Silver a great birthday gift for St-Gelais
Last Updated: Thursday, February 18, 2010 | 4:16 AM ET
By Brandon Hicks, CBC Sports
Marianne St-Gelais won Olympic silver in the women's 500-metre short-track final Wednesday. (Yuri Kadobnov/AFP/Getty Images)One Olympic race. Two Canadians. Two very different emotions.
First off, joy: Marianne St-Gelais, celebrating her 20th birthday, gave herself undoubtedly the best present she'll get as she won a surprising silver medal in the 500-metre short-track speedskating final Wednesday.
"Apart from having a gold medal, silver is the best gift I could have had," she said.
Then you have heartache: Jessica Gregg couldn't recover from a tough start to the race and finished at the back of the pack, in fourth.
For St-Gelais, call the race a coming-out party along with a birthday celebration. At 20, she now has an Olympic silver medal to her credit, along with a 2009 world junior title at this distance.
"I'm still the rookie, but I've made a name for myself," said St-Gelais. She was alternating between tears and giggles while talking to reporters after the race.
"Before the race I had three objectives," she said. "Top eight was reasonable, top four was ambitious and top three was a dream. But in a race you never know, so I pushed myself to the limit and I went as far as possible."
Tension filled the Pacific Coliseum before the final, and the red-and-white contingent in the stands and watching at home gasped as the first start saw both Canadians go down in a heap at the first turn.
Crowded out
Gregg looked as if she was crowded out by Arianna Fontana of Italy and lost an edge, sending both her and St-Gelais sliding into the wall.
The crash forced a restart and Gregg, one of the fastest starters on the Canadian team, couldn't keep Fontana from boxing her out again on the first turn and wound up way back of the leaders.

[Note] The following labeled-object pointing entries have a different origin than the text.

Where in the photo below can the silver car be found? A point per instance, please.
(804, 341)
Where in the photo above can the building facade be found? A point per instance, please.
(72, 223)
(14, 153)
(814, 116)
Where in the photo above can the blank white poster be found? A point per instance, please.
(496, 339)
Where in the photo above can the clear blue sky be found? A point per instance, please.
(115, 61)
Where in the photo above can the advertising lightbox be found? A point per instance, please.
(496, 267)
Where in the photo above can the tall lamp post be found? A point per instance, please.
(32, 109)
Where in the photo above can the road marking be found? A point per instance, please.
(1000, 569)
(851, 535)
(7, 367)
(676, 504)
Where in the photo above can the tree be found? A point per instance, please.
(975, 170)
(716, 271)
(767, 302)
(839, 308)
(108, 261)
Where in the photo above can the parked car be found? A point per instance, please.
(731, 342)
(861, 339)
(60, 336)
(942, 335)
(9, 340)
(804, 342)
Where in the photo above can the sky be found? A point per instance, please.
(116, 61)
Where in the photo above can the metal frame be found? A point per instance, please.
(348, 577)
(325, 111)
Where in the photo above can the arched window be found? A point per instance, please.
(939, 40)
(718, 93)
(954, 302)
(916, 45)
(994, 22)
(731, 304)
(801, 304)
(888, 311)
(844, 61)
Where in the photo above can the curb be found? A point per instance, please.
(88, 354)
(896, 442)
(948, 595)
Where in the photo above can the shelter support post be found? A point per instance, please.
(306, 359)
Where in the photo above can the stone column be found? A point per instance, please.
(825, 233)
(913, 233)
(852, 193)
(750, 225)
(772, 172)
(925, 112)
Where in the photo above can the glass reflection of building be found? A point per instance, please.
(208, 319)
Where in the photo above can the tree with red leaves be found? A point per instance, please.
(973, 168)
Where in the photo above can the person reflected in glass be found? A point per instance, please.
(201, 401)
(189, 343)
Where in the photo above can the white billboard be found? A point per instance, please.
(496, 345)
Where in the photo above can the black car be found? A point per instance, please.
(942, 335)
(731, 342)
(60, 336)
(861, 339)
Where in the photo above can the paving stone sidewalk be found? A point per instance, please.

"I had a bit of a hesitation around the first corner and it sucks that it was the A-final, and I fought back hard, but in the end I wasn't able to catch those girls," said Gregg, one of CBCSports.ca's bloggers during the Vancouver Olympics.
The Calgary native had several spills at the opening turn during the heats and semis, which might have contributed to her difficulties in the final.
St-Gelais blazed out of the gate to get into a solid silver-medal position.
After half a lap, everyone knew who was going to win: China's Wang Meng, the defending Olympic champion, who just annihilated the field all day long, winning her heats and the final with ease.
The race for second was a bit closer, but St-Gelais stayed ahead of Fontana the whole way through, giving the home crowd reason to cheer when she crossed the finish line.
Team win
And the celebrations didn't end on the ice, as St-Gelais was greeted by her boyfriend Charles Hamelin, the leading skater on the men's team, with a big hug while her teammates serenaded her with Happy Birthday.
"I just felt the greatest emotion of my life," said Hamelin. "I don't think I could have felt better if it was me winning the medal."
Her unexpected silver gave the team reason to cheer, as it was the first medal the short-track team has won so far during the Games. Hamelin was favoured to nab one Saturday, but surprisingly bowed out of the men's 1,500-metre before the final.
The Canadian favourite in the women's 500 had to settle for the B-final and a sixth-place finish. Kalyna Roberge of Saint-Étienne-de-Lauzon, Que., was in the semifinal with Wang and St-Gelais.
"I'm telling myself that maybe it was not my place to win a medal, but to help my team win one," said Roberge, who was fourth in the event at the 2006 Olympics.